En la media todo indica que arrancaría con Zavala como escudo. Y los interiores serían Rojas y Medina (si no juega en la defensa) o Cardozo.

La disyuntiva más grande para Barra y Pepe se concentrará en el ataque. La teoría indica que debería poner a Delgado, Pabon y Suazo.

Pero lo cierto es que para los ojos del cuerpo técnico, las características de Pabon y Chelito son similares y ninguno podría rendir por izquierda. De tal forma que uno de los dos iría a la banca.

Por la edad y sus recurrentes lesiones, Chelito, quien volvió acusar una molestia muscular el pasado viernes, sería el cambio de lujo.

De tal forma que la vacante tendría que ser cubierta por Lucas Silva o Neri Cardozo (según como forme en la media). Bajo la formación del 4-3-3, se sabe que para Barra es esencial contar con un cabeceador que pueda ganar los servicios provenientes de las bandas. Y ése es Silva.

En el penúltimo ensayo rumbo al Torneo Apertura 2014 ante los Scorpions de San Antonio, Monterrey utilizó a Silva en el cuadro de titulares por lo que se confirma el gusto del director técnico hacia el naturalizado mexicano, quien hizo una gran labor botándose de espaldas al marco y llegando a rematar de cabeza frente a la portería como centro delantero.

No hay otro futbolista que pueda jugar de 9 mentiroso como el brasileño naturalizado mexicano y que además pueda colaborar en el pressing y la recuperación de la pelota.

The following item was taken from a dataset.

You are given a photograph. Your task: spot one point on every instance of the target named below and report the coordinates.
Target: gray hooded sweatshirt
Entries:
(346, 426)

El torneo pasado Silva lució porque Barra y Pepe le encontraron su posición justa como atacante o segunda punta. De tal forma que el 7 del Monterrey llevaría ventaja para arrancar de titular.

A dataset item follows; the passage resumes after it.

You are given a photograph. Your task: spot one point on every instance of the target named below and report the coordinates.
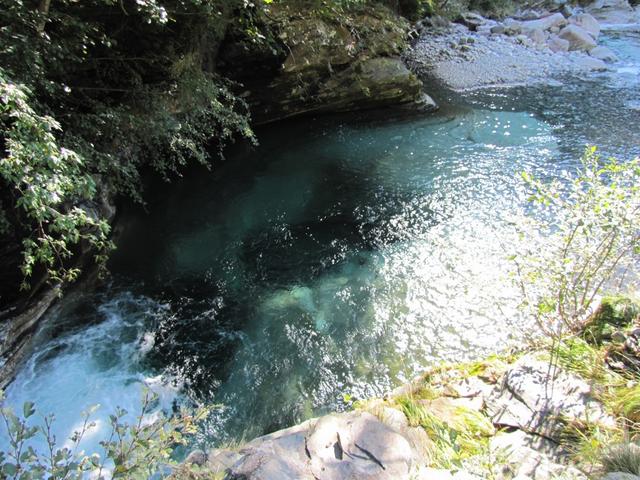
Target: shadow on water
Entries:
(340, 256)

Con Silva de arranque, Barra se vería en la necesidad de tirar un poco a la izquierda a Suazo, tal y como jugó con Ricardo Lavolpe en el torneo Clausura 2008 cuando salió campeón de goleo.

Arrancaba desde la izquierda, pero constantemente hacía diagonales por delante de Jared Borgetti para marcar en el arco contrario.

Hay muchos jugadores que se jugarán un puesto en los próximos días y hay otros que tal vez no cuenten con la simpatía de la afición, pero sí con la de su entrenador. Como pocos, Lucas Silva encaja en el cuadro base de Barra.